Sometimes there is a tipping point. "People take their lives because suddenly they're going to lose their house or they've been arrested or their wife has left them," Curry said. "But if not for that, it would have been something else. Because the real problem is that they don't have the emotional resources to deal with it. There are others dealing with those same problems and they don't take their lives."

There are special issues to consider when a teacher takes his life, Curry said. Years down the road, his students may wonder how they can make it through life's dark moments, if someone they admired so much couldn't cope.

"They need to be told 'This person was in terrible pain,' just as if he was in pain from cancer or some other illness. And that we can get through really hard times, whether it's losing someone we love or losing face in public, if we reach out for help when we're having problems."

::

At Ruelas' memorial service on Wednesday, there was a sense of disbelief among the grim-faced teachers exchanging hugs, the families gathered on the church plaza and the students lined up in the sanctuary to share their memories at the microphone.

They struggled through sobs to say goodbye, recounting a teacher who was like a father. "He made me think about college," one young girl said, her voice shifting from grief to anger. "He was a cool teacher and I don't know why the L.A. Times had to write that. They should have met him first."

I learned something myself in that moment. The Times' database was just that, a collection of scores, ratings used in service of a worthy goal: making the LAUSD accountable. But to his community, Ruelas was muy estimado, a well-respected teacher.

On my drive to work that morning, I listened to callers on KPCC's AirTalk, many of them parents like David, who applauded The Times for naming names, raising a ruckus, sparking a national debate that might hurry the pace of local reform.

"We need that .… Teachers can't hide," David said, his voice breaking as he talked about moving his daughter from school to school in Los Angeles. "She lost two years," he said, because she got stuck with teachers who were inadequate.

But I got a different message in the church that night, from the burly man who broke down at the mike and the mothers wearing sunglasses to hide their swollen eyes. They told stories in Spanish that I didn't quite understand, about bicycles and shared sandwiches and music lessons, but there was no mistaking the love in the air.

To them, some things might matter more than a 10-point jump on a math exam. Ruelas earned their gratitude and their confidence; he reminded them of all their children could accomplish.
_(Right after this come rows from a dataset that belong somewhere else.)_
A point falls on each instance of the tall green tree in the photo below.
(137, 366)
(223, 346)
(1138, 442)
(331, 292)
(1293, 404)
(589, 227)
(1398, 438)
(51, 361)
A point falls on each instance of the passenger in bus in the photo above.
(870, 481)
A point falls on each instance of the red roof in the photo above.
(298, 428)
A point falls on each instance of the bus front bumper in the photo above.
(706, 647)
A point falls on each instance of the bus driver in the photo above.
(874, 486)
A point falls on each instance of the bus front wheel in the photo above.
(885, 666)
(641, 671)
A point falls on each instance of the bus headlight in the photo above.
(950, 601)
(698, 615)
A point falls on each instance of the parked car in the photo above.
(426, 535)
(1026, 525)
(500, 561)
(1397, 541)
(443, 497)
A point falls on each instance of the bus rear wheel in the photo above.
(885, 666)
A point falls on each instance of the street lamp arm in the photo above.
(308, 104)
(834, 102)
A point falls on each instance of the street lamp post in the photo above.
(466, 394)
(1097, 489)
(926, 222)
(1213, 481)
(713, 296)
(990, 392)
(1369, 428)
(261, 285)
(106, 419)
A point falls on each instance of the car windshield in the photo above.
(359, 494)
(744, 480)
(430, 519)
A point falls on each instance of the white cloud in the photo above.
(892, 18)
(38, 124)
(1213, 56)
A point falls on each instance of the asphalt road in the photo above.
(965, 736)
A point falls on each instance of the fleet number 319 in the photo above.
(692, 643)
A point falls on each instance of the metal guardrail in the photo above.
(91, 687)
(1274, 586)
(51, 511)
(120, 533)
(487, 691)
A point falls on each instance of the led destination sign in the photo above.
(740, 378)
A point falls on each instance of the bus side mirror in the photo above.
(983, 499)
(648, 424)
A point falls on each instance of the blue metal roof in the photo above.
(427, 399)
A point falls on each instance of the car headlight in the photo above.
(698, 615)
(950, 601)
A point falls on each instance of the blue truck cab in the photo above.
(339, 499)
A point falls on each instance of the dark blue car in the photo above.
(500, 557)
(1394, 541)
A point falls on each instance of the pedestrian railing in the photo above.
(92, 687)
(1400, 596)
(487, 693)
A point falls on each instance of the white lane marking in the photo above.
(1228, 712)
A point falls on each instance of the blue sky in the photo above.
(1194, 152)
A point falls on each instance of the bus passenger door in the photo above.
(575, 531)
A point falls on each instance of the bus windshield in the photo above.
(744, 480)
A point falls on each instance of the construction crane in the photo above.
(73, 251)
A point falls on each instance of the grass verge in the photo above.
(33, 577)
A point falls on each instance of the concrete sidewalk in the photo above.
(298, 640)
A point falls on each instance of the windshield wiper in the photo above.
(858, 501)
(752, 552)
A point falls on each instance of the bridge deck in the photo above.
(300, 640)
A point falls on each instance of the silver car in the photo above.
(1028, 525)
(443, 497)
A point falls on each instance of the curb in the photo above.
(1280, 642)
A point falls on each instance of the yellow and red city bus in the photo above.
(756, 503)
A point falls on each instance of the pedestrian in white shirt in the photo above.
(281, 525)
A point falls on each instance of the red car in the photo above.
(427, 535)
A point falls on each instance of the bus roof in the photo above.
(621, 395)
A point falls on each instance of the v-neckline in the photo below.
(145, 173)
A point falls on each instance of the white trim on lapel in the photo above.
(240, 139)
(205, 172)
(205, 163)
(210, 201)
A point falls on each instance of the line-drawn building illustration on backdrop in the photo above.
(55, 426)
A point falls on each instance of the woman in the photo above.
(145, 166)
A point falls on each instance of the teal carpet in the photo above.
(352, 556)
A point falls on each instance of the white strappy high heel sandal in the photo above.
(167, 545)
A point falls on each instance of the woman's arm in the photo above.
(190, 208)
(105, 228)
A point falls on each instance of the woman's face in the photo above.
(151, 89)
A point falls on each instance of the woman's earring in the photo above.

But the danger now is that his example could carry another message.

"When the person who dies is made into a hero," Curry warned, "for other people who are vulnerable and don't have good coping skills, [suicide] becomes an option that seems logical. At the same time we mourn this teacher, we have to think about teaching kids that there are alternatives."

What happens when that fifth-grader crying at the microphone hits 14 and her boyfriend dumps her, her algebra teacher fails her, her friends turn catty on their Facebook pages. What will she remember of Mr. Ruelas then?

That depends not so much on why her teacher killed himself, but on what the survivors make of his life and legacy.

The Los Angeles Suicide Prevention crisis hotline can be reached 24 hours a day at (800) 273-TALK (8255).